Shias in Pakistan account for around 15 to 20% of our Muslim Population, and constitute the second largest concentration of Shias in the world, Iran being the largest. According to one source our Shia minority is estimated at 30 million and surpasses the number of Shias in Iraq. If one is to look at the history of Pakistan; our most iconic leaders have belonged to the Shia community. The Founding Father of Pakistan, Mohammad Ali Jinnah was a Shia and so is our most popular political dynasty, i.e. the Bhuttos. It is safe to say that the Shia beliefs of these icons of Pakistan’s political history never mattered to their overwhelmingly Sunni following.
However, things began to change during the 80s, resulting in a horrific increase in sectarian violence. According to the database at South Asia Terrorism Portal (SATP); in 1989, 18 people were killed in sectarian violence, during 1999 that figure rose to 86, while this year we lost a staggering, 496 people. A report by the International Crisis Group that came out in 2005, states that around 70% of those killed in sectarian violence since 1985, belonged to the Shia community, the report further noted that presently Shia militancy in Pakistan is mostly a reaction to Deobandi militancy.
So what happened?
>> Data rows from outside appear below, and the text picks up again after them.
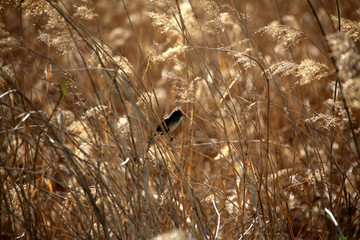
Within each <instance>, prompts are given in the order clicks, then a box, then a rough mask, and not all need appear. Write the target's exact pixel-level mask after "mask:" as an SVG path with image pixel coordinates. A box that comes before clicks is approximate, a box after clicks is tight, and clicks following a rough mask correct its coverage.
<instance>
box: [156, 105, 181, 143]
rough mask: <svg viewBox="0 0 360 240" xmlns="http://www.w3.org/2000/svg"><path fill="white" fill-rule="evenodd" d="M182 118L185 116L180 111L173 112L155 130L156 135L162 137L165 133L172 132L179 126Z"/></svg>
mask: <svg viewBox="0 0 360 240" xmlns="http://www.w3.org/2000/svg"><path fill="white" fill-rule="evenodd" d="M184 116H185V114H184V113H183V112H182V111H181V110H180V109H178V110H175V111H173V112H172V113H171V114H170V116H169V117H167V118H165V119H164V120H163V121H162V123H161V124H160V125H159V126H158V127H157V128H156V133H158V134H160V135H163V134H164V133H165V132H167V133H171V132H173V131H174V130H175V129H176V128H177V127H178V126H179V124H180V122H181V119H182V118H183V117H184ZM171 140H172V138H171Z"/></svg>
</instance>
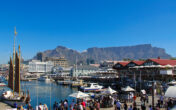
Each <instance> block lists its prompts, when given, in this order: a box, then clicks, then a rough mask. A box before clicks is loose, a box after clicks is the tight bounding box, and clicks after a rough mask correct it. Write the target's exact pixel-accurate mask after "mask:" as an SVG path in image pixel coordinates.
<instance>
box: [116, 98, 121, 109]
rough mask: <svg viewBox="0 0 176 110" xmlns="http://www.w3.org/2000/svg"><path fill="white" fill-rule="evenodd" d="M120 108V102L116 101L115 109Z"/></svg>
mask: <svg viewBox="0 0 176 110" xmlns="http://www.w3.org/2000/svg"><path fill="white" fill-rule="evenodd" d="M120 107H121V103H120V101H119V100H118V101H117V102H116V108H117V110H120Z"/></svg>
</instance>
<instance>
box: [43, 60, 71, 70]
mask: <svg viewBox="0 0 176 110" xmlns="http://www.w3.org/2000/svg"><path fill="white" fill-rule="evenodd" d="M46 61H52V62H53V63H54V66H60V67H63V68H68V67H69V65H68V60H67V59H66V58H64V57H60V58H58V57H46Z"/></svg>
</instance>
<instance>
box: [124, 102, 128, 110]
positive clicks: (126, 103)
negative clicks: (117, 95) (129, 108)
mask: <svg viewBox="0 0 176 110" xmlns="http://www.w3.org/2000/svg"><path fill="white" fill-rule="evenodd" d="M127 109H128V105H127V103H126V101H125V103H124V110H127Z"/></svg>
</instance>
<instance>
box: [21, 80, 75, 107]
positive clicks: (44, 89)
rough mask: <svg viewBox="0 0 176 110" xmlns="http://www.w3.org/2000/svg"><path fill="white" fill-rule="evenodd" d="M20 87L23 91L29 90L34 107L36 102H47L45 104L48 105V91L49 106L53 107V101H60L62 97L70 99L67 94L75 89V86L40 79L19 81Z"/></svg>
mask: <svg viewBox="0 0 176 110" xmlns="http://www.w3.org/2000/svg"><path fill="white" fill-rule="evenodd" d="M21 88H22V89H23V91H27V90H29V93H30V97H31V105H32V106H33V107H35V106H36V105H37V103H38V104H39V103H42V104H47V106H48V107H50V93H51V107H53V104H54V102H55V101H57V102H60V100H64V99H67V100H69V101H71V99H70V98H69V97H68V96H69V95H70V94H71V93H73V92H76V91H77V89H76V88H71V87H69V86H62V85H57V84H56V83H54V82H42V81H31V82H21ZM50 89H51V92H50ZM37 97H38V98H37ZM37 99H38V101H37Z"/></svg>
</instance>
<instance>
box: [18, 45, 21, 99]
mask: <svg viewBox="0 0 176 110" xmlns="http://www.w3.org/2000/svg"><path fill="white" fill-rule="evenodd" d="M18 51H19V56H18V57H19V96H21V94H20V90H21V88H20V76H21V75H20V61H21V60H20V58H21V49H20V45H19V47H18Z"/></svg>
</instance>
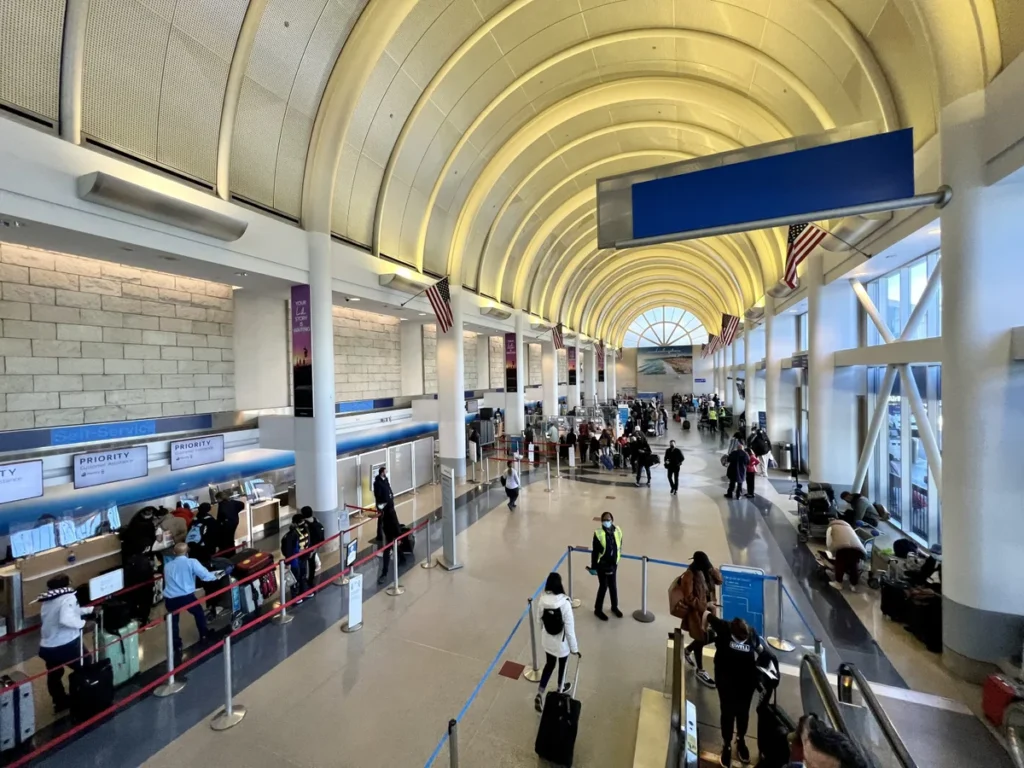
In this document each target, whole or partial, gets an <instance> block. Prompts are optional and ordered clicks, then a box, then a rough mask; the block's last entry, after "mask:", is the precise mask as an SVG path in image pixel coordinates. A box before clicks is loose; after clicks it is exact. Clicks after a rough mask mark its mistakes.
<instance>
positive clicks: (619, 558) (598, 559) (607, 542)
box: [594, 525, 623, 565]
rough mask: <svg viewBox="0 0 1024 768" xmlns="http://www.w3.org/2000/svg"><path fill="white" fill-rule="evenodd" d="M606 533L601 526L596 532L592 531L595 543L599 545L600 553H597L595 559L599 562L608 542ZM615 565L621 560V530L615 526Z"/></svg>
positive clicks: (603, 527) (606, 533) (621, 548)
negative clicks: (606, 538)
mask: <svg viewBox="0 0 1024 768" xmlns="http://www.w3.org/2000/svg"><path fill="white" fill-rule="evenodd" d="M607 532H608V531H606V530H605V529H604V526H603V525H602V526H601V527H599V528H598V529H597V530H595V531H594V536H596V537H597V541H598V542H599V543H600V545H601V551H600V552H598V553H597V559H598V560H600V559H601V557H603V556H604V550H606V549H607V548H608V540H607V539H606V537H607ZM614 532H615V564H616V565H617V564H618V561H620V560H622V559H623V529H622V528H621V527H618V526H617V525H616V526H615V531H614Z"/></svg>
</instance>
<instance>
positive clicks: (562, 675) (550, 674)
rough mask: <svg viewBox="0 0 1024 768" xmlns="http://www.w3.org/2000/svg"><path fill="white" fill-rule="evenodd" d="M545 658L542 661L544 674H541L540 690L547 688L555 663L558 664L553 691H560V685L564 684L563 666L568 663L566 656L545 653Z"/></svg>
mask: <svg viewBox="0 0 1024 768" xmlns="http://www.w3.org/2000/svg"><path fill="white" fill-rule="evenodd" d="M544 655H546V656H547V658H546V659H545V660H544V672H542V673H541V690H544V689H545V688H547V687H548V682H549V681H550V680H551V673H552V672H554V671H555V662H556V660H557V662H558V685H557V686H555V690H561V689H562V684H563V683H564V682H565V665H566V664H567V663H568V660H569V657H568V656H558V658H557V659H556V658H555V656H553V655H551V654H550V653H545V654H544Z"/></svg>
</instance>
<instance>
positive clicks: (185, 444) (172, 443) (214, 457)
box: [171, 434, 224, 471]
mask: <svg viewBox="0 0 1024 768" xmlns="http://www.w3.org/2000/svg"><path fill="white" fill-rule="evenodd" d="M222 461H224V435H222V434H211V435H204V436H203V437H191V438H189V439H187V440H174V441H173V442H171V470H172V471H173V470H176V469H188V468H189V467H201V466H203V465H204V464H216V463H217V462H222Z"/></svg>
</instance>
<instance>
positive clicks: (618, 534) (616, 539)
mask: <svg viewBox="0 0 1024 768" xmlns="http://www.w3.org/2000/svg"><path fill="white" fill-rule="evenodd" d="M622 557H623V529H622V528H620V527H616V526H615V522H614V518H612V516H611V513H610V512H603V513H601V527H599V528H598V529H597V530H595V531H594V541H593V543H592V545H591V555H590V568H588V570H589V571H590V572H591V574H592V575H596V577H597V584H598V587H597V601H596V602H595V603H594V615H596V616H597V617H598V618H600V620H601V621H602V622H607V621H608V616H607V615H605V613H604V610H603V608H604V593H605V592H607V593H608V596H609V597H610V598H611V612H612V613H614V614H615V615H616V616H617V617H618V618H622V617H623V611H621V610H620V609H618V585H617V584H616V582H615V572H616V571H617V570H618V561H620V560H621V559H622Z"/></svg>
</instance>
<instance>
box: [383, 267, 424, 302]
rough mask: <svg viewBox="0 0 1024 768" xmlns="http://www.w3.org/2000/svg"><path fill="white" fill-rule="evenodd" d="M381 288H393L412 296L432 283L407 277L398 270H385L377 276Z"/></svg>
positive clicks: (421, 292)
mask: <svg viewBox="0 0 1024 768" xmlns="http://www.w3.org/2000/svg"><path fill="white" fill-rule="evenodd" d="M377 280H378V282H379V283H380V286H381V288H393V289H394V290H395V291H401V292H402V293H411V294H413V295H414V296H415V295H416V294H418V293H423V292H424V291H426V290H427V289H428V288H430V286H432V285H433V283H428V282H426V281H420V280H415V279H413V278H407V276H406V275H404V274H399V273H398V272H387V273H386V274H381V275H379V276H378V279H377Z"/></svg>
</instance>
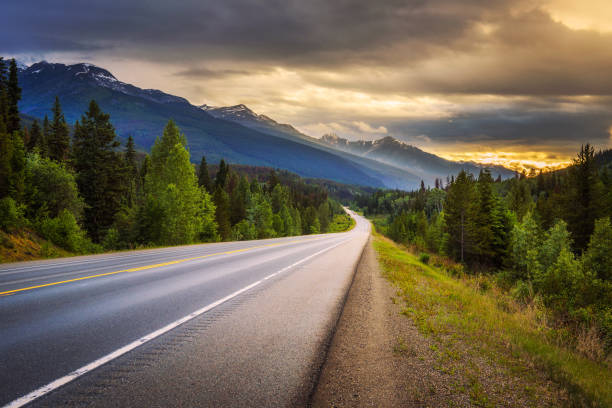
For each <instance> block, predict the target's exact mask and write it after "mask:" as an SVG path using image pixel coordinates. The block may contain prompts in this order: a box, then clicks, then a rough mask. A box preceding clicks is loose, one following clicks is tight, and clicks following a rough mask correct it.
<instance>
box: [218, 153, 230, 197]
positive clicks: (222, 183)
mask: <svg viewBox="0 0 612 408" xmlns="http://www.w3.org/2000/svg"><path fill="white" fill-rule="evenodd" d="M228 172H229V166H228V165H227V164H225V160H223V159H221V161H220V162H219V171H218V172H217V175H216V176H215V190H216V189H217V188H221V189H224V188H225V183H226V182H227V173H228Z"/></svg>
How did a Sunni Majority Pakistan that flocked to the cause of a Shia Quaid-I-Azam and a Shia Quaid-I-Awam fall into this hopeless spiral of senseless killings? The answer lies in the Afghan Jihad, and the form our decision makers chose to sponsor it in. The rigid Wahabi interpretation of Islam, that was the driving force behind the morale of the Mujahideen, also had a very serious anti-Shia bent to it. The fatwas declaring Shias as Kafir came out during the heydays of the Afghan Jihad, the cannon fodder that was prepared for the war in Afghanistan came back to seek new infidels and found them in the form of Shias. Saudi support for the propagation of this hate was crucial, as Pakistan became the battleground for the cold war between Saudi Arabia and Iran.
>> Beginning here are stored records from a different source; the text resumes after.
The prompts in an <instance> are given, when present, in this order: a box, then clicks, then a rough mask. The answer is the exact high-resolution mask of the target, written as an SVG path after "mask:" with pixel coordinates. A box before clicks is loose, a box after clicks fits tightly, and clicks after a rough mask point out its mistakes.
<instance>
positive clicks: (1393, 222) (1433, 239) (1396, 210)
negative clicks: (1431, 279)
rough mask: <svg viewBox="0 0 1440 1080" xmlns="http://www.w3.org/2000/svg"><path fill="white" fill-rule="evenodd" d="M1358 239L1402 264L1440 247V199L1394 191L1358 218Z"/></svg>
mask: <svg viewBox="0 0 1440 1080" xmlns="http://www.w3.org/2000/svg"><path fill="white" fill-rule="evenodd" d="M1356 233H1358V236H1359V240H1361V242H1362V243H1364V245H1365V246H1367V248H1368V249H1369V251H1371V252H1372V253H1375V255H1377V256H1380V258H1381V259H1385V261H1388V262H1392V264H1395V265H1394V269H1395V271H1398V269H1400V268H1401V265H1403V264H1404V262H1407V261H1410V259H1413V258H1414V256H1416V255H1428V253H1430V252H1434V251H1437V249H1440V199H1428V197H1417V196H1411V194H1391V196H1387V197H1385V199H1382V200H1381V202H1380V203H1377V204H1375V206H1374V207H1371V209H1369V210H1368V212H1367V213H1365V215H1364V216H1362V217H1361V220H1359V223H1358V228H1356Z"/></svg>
The recent increase in attacks on Shias is a reflection of the growing strength of the Taliban. Thinking purely in terms of Pakistan’s national and strategic interests; if the “good” Taliban are those who simply concentrate on Americans and Afghans, and pose no harm to Pakistanis, then according to this definition, there are no good Taliban, as they all consider these 30 million Shia Pakistanis as wajib-ul-qatal, i.e. dead men walking. Our Taliban apologists in the media as well as politics, who bend over their backs in explaining the Taliban position as that of reactionary freedom fighters, completely ignore the Taliban hatred of the Shias, which is an essential part of the Taliban belief system and is not a reaction to any invasions. Call them good or bad, a stronger Taliban would simply translate into even more violence against the Shias of Pakistan.
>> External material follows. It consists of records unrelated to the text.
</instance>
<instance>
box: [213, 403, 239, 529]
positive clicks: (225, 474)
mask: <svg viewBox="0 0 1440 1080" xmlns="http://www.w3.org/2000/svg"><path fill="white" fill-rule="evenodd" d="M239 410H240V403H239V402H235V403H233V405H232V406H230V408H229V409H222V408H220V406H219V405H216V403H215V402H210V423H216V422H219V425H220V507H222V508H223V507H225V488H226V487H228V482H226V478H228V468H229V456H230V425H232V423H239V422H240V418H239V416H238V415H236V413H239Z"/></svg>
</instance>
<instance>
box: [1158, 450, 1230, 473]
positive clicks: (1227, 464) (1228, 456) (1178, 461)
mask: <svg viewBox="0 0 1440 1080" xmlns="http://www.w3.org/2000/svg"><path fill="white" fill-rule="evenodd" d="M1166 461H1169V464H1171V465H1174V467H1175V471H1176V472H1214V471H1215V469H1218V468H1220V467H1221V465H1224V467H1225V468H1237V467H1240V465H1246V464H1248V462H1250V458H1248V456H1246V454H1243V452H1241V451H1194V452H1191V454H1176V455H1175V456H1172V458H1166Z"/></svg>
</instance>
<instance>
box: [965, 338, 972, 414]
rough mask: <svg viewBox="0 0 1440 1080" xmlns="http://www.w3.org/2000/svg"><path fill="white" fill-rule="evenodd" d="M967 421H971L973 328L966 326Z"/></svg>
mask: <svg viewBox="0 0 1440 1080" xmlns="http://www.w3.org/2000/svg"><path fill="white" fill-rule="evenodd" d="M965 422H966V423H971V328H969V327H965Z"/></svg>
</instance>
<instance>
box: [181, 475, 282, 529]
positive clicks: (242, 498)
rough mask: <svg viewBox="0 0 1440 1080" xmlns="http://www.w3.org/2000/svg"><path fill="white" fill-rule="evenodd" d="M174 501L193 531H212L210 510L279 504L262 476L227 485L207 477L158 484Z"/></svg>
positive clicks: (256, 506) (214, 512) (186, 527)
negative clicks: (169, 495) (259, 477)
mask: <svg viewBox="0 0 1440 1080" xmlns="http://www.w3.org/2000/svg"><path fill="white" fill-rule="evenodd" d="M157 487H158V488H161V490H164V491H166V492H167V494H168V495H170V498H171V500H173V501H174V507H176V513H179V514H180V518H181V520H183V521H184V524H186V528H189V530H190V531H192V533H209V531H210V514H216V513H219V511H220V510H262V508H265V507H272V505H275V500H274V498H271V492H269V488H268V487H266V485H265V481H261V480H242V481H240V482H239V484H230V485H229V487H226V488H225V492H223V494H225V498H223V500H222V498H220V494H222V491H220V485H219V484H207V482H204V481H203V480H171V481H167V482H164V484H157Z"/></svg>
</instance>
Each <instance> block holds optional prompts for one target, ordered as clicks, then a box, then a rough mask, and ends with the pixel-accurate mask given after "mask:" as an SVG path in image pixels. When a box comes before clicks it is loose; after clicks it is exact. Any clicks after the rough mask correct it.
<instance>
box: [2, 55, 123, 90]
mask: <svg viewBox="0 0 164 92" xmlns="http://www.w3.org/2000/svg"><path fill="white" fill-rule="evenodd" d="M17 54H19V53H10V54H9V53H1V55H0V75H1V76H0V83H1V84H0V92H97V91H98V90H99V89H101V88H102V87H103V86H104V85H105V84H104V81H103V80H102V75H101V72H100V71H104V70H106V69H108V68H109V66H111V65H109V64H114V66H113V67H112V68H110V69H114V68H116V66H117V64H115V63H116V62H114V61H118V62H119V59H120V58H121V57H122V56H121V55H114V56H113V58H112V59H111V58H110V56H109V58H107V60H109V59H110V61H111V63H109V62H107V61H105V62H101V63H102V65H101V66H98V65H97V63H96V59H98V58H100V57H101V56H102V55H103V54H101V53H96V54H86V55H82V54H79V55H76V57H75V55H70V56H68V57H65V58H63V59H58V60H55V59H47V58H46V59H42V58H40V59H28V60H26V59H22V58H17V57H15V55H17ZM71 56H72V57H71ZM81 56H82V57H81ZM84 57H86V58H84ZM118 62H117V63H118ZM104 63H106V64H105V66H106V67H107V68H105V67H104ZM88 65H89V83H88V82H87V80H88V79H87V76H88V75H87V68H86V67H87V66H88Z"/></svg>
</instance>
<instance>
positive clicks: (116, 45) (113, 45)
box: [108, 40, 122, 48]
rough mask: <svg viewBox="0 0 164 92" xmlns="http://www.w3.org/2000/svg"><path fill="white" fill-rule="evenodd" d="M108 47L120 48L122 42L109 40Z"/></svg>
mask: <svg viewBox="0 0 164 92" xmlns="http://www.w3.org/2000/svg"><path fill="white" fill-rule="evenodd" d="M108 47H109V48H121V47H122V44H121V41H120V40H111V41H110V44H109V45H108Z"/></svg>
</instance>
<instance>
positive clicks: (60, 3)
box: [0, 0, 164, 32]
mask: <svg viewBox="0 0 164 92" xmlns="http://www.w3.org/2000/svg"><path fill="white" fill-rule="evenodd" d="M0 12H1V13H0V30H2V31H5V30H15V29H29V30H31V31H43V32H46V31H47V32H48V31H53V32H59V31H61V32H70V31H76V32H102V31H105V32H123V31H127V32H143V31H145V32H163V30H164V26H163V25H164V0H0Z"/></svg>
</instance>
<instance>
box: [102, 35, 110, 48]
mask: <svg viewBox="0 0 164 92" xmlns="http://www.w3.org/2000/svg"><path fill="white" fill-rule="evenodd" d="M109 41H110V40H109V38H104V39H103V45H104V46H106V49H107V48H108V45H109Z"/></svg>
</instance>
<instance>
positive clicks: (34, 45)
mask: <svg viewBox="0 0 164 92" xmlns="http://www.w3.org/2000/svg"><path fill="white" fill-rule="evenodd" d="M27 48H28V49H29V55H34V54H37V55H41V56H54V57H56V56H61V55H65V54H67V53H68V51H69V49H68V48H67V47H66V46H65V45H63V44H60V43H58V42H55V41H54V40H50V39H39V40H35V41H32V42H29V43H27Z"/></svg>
In the wake of attacks on Moharram processions many have expressed disdain about the need for carrying out these processions in the first place. It is believed that these processions are attacked because they offer themselves up for attacks. Well, the same logic could be applied to Juma congregations, just like Sunnis would still go to the mosque despite 180 deaths due to attacks on mosques this year, the same way the Shia would take part in Moharram processions, faith being the motivating factor in both situations.
But, the solution to this problem does not lie in curtailing religious freedoms; it lies in having an unbiased approach to this issue. The rising popularity of the Shia hating Taliban in a Sunni majority Pakistan, is a clear indication of how our biases are making us look the other way.